The above graphic supplied by the National Institute of
Health
What is ECMO?
ECMO stands for Extra-Corporeal Membrane Oxygenation. Extra-corporeal
means ‘outside the body’ and membrane oxygenation is
the way oxygen is delivered around the body.
The ECMO machine is similar to a heart-lung bypass machine using
during open-heart surgery. It gives your child’s body a chance
to rest his or her heart and lungs for a short while.
ECMO was pioneered in the USA in the late 1980s and came to the
UK a few years later. Great Ormond Street Hospital’s ECMO
programme began in 1992 and is currently one of four UK centres
providing cardiac and respiratory ECMO support.
How does it work?
Venous-arterial
(VA) ECMO is a type of ECMO which works by creating a circuit so
the blood can circulate bypassing the heart and lungs. This allows
them to rest and recover. To create this circuit, two large plastic
tubes (cannulae) are needed - one is inserted into a vein
and one into an artery. These cannulae are then connected to the
ECMO machine, which creates the circuit.
If your child is going on ECMO after a heart operation, the surgeon
will usually insert the cannulae during the operation. Otherwise,
your child will need to have them inserted during a small operation,
either on the unit or in the operating theatre.
Dark blood, which contains little oxygen, drains from the cannula
in your child’s vein. The ECMO machine contains a pump, which
acts as an artificial heart, pushing the blood around the circuit.

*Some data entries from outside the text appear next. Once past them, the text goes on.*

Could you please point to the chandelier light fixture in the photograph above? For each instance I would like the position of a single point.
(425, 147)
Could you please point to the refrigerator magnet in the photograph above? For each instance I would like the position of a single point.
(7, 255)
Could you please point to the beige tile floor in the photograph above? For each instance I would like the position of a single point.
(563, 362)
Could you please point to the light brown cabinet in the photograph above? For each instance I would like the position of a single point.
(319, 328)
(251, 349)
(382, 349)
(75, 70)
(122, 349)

The blood then passes through the membrane oxygenator, which acts
as an artificial lung, taking out carbon dioxide and adding oxygen.
The blood is then warmed and returned to your child through the
tube in his or her artery. This blood contains lots of oxygen,
which makes it appear bright red.
This
process is continuous for the whole time your child is on ECMO.
During the time your child is on ECMO, he or she will be cared
for by a number of different people from different specialities,
all part of the ECMO team.
The ECMO Team
-
The ECMO specialist nurses are responsible
for the safe running of the ECMO circuit. They are trained
and experienced in ECMO management and in your child’s
care. Your child will usually have two nurses caring for him
or her on each shift - the ECMO specialist and another
intensive care nurse.
-
The intensive care consultant and ECMO
co-ordinator will coordinate your child’s
care and will discuss plans and update you on a regular basis,
giving you a chance to ask questions.
-
The ECMO Fellow will manage the day-to-day
changes and progress of your child.
-
Other members of the team who will help care for your child
include:
- Cardiac surgeons
- Cardiologists
- Perfusionists
- Physiotherapists
- Theatre nurses
- Pharmacists
- Psychologist
- Dieticians
- Cardiac liaison nurses
- Radiologist
- Priest or chaplain.
For more information about these members of the team, please see
our booklet Welcome to the cardiac wing: Information for families
Cardiac ECMO
Cardiac ECMO provides support for babies or children with severe
heart failure. The aim is to rest the child’s heart so it
is not under any stress and can have time to recover. However,
ECMO can only support the heart, it cannot cure the reason for
heart failure. Heart failure can happen for various reasons, but
the two main ones are:
-
if a child has poor function after open-heart surgery - this
can happen when a child has a swollen heart, problems with
heart rhythms (heart beat) or cannot achieve a high enough
blood pressure to pump blood around the body
-
if a child has heart failure due to an infection (myocarditis)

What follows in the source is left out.